Each of the four houses making up Skardon's Court held four tenants, with each family in one room, for which they paid one shilling rent.

Jay's Court, which was let in single rooms, held Irish families of 8 or 7 in a room.

It was commented that a Londoner would expect to find the modern houses in Arundel Crescent occupied by a family earning £400 to £500 per year.  However, in Plymouth each room in one of the houses was let for £4 or £5 a year to a family.  There were families of 7 or 8 in a drawing-room, a kitchen or a garret, depending on their means.

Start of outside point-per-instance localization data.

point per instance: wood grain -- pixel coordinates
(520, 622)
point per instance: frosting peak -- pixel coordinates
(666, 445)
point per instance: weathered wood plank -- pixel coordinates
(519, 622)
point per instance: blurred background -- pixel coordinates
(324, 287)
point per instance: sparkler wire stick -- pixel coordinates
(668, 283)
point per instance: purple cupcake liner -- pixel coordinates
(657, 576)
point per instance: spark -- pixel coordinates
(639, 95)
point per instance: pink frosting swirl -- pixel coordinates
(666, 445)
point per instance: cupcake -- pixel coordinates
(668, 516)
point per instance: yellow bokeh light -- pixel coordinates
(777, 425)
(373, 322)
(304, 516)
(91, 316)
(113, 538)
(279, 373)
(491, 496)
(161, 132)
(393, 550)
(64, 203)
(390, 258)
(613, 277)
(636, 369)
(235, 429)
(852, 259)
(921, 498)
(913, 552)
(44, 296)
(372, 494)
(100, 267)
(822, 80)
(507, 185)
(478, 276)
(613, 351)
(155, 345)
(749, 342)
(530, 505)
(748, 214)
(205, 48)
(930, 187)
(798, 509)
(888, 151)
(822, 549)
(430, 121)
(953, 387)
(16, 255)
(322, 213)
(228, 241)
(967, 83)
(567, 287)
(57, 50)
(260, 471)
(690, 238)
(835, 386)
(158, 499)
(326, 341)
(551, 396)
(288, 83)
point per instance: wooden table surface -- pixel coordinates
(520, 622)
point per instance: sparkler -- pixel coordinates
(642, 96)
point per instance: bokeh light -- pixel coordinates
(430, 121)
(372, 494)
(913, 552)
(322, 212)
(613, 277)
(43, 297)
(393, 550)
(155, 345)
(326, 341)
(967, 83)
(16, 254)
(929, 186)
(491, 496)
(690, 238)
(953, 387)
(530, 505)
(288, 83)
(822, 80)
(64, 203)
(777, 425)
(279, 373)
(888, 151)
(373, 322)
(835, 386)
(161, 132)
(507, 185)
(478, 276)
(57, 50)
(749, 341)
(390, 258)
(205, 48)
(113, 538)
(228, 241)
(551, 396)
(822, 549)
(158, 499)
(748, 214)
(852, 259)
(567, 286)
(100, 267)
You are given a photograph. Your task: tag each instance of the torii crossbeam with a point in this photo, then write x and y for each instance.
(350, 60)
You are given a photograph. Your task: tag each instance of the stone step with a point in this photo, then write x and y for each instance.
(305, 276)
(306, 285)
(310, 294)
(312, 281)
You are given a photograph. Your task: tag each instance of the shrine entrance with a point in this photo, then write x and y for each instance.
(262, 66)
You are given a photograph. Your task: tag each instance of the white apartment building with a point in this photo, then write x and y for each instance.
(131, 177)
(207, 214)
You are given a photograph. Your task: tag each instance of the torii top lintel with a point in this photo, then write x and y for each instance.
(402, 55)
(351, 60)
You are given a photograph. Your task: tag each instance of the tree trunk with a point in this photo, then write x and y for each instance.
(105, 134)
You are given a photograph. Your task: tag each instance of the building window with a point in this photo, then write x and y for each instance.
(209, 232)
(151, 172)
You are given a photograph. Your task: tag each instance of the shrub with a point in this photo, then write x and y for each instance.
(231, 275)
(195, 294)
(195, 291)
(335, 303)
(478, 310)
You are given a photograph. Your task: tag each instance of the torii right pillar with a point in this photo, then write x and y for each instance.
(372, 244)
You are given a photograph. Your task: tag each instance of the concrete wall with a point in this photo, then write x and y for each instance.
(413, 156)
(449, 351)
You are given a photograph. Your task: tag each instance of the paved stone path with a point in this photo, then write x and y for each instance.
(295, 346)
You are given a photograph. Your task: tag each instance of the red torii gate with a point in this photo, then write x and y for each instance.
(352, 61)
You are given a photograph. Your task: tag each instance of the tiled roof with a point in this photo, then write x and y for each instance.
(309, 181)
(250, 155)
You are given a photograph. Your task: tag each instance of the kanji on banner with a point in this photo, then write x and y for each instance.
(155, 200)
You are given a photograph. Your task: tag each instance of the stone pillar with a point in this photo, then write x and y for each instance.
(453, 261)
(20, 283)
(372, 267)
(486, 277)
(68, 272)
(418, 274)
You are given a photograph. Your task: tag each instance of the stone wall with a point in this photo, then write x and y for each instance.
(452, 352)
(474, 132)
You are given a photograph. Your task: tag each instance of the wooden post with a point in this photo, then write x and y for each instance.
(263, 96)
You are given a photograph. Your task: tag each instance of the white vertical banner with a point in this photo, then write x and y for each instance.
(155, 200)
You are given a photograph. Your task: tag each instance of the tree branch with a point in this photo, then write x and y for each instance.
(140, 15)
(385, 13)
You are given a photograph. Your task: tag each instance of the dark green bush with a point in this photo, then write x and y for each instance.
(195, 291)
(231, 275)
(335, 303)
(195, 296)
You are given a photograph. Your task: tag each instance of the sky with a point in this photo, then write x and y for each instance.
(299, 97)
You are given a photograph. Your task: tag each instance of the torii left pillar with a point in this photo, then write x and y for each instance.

The work of inspecting the "common lodgings", defined as 'where lodgers were received for a day', was delegated by the Local Board to the Superintendent of Police, who had deputed two officers named Wreford and Julian to carry out the inspections.  The owners of such premises were required to complete a weekly return of the people who had slept there and the police officers made unannounced visits to check all was in order.  However, the Local Board had given them no guidance as to how many cubic feet each occupier should be allowed in each building and thus there were many instances where a room was licensed for more beds than it could reasonably hold.  Such accommodation was universally 3d per night.

One lodging establishment, named or owned by Rossi, of 21 beds, complained of the difficulty of removing the sick.  Another, named Hamilton, with 10 beds, had insufficient accommodation.  So did one named Rowley, who sold marine stores as well.

At Painter's one of the rooms had a roof that had not been underdrawn and was unfit for occupation on the day it was visited.

A room of 1,250 cubic feet at Kelly's was allocated to 8 people.

Plymouth in 1861 apparently had 6,084 inhabited houses and a population of 62,599.  This meant there were 16.2 people per house.

In all three cases, of Plymouth, East Stonehouse and Devonport, the rents were taken either by a collector in the case of non-resident owners or by the owner themselves; or it is taken by one of the occupiers of one of the rooms, who farms the whole house.  'The rent seemed a precarious income, and ownership seemed often under dispute' Doctor Hunter concluded.